I'm in a fallow period: in between cures, as they say. It is a humbling experience, and a little bit scary. Cut loose from the normal routines of pastoral ministry, I am thrown back upon the present moment and forced to confront myself without the trappings of role or office. Who am I? What does it mean to be a priest - especially one without a pulpit or altar? Being "in transition" feels at times as if my self-image has been punctured and my identity is slowly leaking out. What will remain?

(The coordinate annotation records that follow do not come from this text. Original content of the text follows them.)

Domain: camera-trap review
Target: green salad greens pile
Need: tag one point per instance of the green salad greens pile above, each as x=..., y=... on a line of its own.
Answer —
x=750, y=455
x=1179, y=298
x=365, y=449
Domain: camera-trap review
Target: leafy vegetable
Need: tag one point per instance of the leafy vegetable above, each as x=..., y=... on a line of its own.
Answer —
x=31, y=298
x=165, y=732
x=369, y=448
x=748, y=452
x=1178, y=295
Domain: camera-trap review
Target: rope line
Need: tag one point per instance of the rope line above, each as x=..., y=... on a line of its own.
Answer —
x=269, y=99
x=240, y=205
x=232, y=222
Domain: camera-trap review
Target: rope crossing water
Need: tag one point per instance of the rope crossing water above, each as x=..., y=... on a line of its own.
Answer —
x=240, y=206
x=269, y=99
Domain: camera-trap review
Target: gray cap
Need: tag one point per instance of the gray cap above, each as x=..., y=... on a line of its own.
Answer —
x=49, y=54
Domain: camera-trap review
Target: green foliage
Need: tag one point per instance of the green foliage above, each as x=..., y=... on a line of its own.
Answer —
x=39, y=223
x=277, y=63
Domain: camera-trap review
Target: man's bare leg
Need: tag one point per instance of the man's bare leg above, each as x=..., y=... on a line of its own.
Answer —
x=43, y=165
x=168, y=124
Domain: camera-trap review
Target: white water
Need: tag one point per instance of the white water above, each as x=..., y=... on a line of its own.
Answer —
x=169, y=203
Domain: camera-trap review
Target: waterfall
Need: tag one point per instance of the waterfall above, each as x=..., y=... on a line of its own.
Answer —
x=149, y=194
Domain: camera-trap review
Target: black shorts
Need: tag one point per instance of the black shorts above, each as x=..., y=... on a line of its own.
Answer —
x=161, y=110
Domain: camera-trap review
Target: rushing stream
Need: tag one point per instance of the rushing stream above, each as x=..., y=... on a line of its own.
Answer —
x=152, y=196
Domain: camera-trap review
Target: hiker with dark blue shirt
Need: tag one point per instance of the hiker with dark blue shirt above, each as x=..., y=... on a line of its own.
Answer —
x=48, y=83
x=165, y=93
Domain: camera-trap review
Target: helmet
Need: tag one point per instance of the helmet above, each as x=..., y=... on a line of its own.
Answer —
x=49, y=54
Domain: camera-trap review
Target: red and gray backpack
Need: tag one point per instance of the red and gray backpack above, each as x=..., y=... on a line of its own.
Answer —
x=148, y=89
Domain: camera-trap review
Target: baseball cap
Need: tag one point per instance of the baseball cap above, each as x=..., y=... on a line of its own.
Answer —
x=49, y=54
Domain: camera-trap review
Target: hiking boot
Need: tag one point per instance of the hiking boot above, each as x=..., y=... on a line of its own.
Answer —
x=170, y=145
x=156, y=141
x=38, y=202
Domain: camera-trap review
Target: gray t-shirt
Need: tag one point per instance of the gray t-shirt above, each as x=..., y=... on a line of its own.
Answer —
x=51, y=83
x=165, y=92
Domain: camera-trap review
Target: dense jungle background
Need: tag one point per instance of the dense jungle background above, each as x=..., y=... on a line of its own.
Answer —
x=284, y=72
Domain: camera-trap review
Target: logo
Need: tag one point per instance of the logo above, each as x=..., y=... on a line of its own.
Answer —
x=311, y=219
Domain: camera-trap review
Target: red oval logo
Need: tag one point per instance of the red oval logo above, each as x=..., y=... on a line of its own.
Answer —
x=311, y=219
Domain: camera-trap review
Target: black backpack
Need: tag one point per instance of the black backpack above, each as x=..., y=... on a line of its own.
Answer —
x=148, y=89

Then, like a thirsty man discovering an oasis in the desert, I stumble upon today's lesson from Paul's Letter to the Romans: "the gifts and the calling of God are irrevocable." What a relief! Priesthood isn't my possession, it is God's gift. I don't own it. I can't control it, manipulate it, or bend it to my will (I can try to, but, my oh my, at what cost!). It is more akin to a renewable source of energy, always available if I willingly undertake to honor and maintain the conditions necessary for its ongoing life. The gifts and calling of God are inexhaustible. Grace is irrevocable.
It is good for me to experience this time as a reminder that we are saved by faith, not by works. "For God has imprisoned all in disobedience so that he may be merciful to all." How quick I am to think myself exempt from this truth. "Who, me, disobedient? In need of forgiveness and mercy? Dependent upon the grace of God? Maybe those poor souls I'm supposed to help, but not me! I've earned my place at the table." But the truth is that, like everyone else, I am dependent upon the mercy of God. Even my gifts and calling are given by Another, and not of my own making.
What a relief! God makes use even of my disobedience, by limitations, my arrogance, my sense of entitlement, as an opportunity to reveal his irrevocable mercy. The gifts and calling are not mine, that is true. But they are a renewable resource from which I can draw again and again. I can refuse them, but they can not be taken from me. Neither is the "use" of them a garuantee of my salvation, the justification of my existence. That, too, is God's gift.
St. Paul reminds us that this is true for Jews- "and so all Israel will be saved" - it is true for Christians; it is true for me and for you. Our short term disobedience, brokenness, even uselessness is, by the grace of God, in the service of a long-term, indeed, unending, experience of mercy.